McCarthy earned her MFA in combined media at Hunter College in New York City this spring.

“Katy McCarthy works in the realm of video performance, but true to her degree moniker, she often makes installations for her films to exist in their perfect world,” said chair of the Department of Art and Art History Jack Risley. “She is an exciting artist, and we are thrilled by the prospect of having her as part of our community for the next year.”

Conceptualizing her projects as “video time travel,” McCarthy immerses herself in research, seeking the specificity of her subject matter. Her recent films revolve around historical female figures for whom she imagines conversations that span the centuries. In one, Mary Todd Lincoln frets about overspending the congressional budget as she redecorates the White House; in another, Manet’s muse/model admits to her nervous breakdown in a Skype chat.

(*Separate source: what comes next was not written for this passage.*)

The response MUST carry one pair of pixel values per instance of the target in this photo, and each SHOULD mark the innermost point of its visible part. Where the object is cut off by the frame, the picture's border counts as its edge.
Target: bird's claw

With a critical eye, these films capture 19th-century manners bumping up against contemporary mores and behaviors.

McCarthy thinks of her work as connecting emotionally to complex women throughout history, finding particular interest in the narratives of first ladies. Next year, she will deepen that exploration through a focus on former first lady Lady Bird Johnson as part of her collaboration with the Lady Bird Johnson Wildflower Center.

“The Wildflower Center is a focal point of Mrs. Johnson’s environmental legacy, and we are excited to see McCarthy’s creativity and passion shed further light on Mrs. Johnson’s vision and our increasingly important mission,” said Patrick Newman, executive director of the Wildflower Center.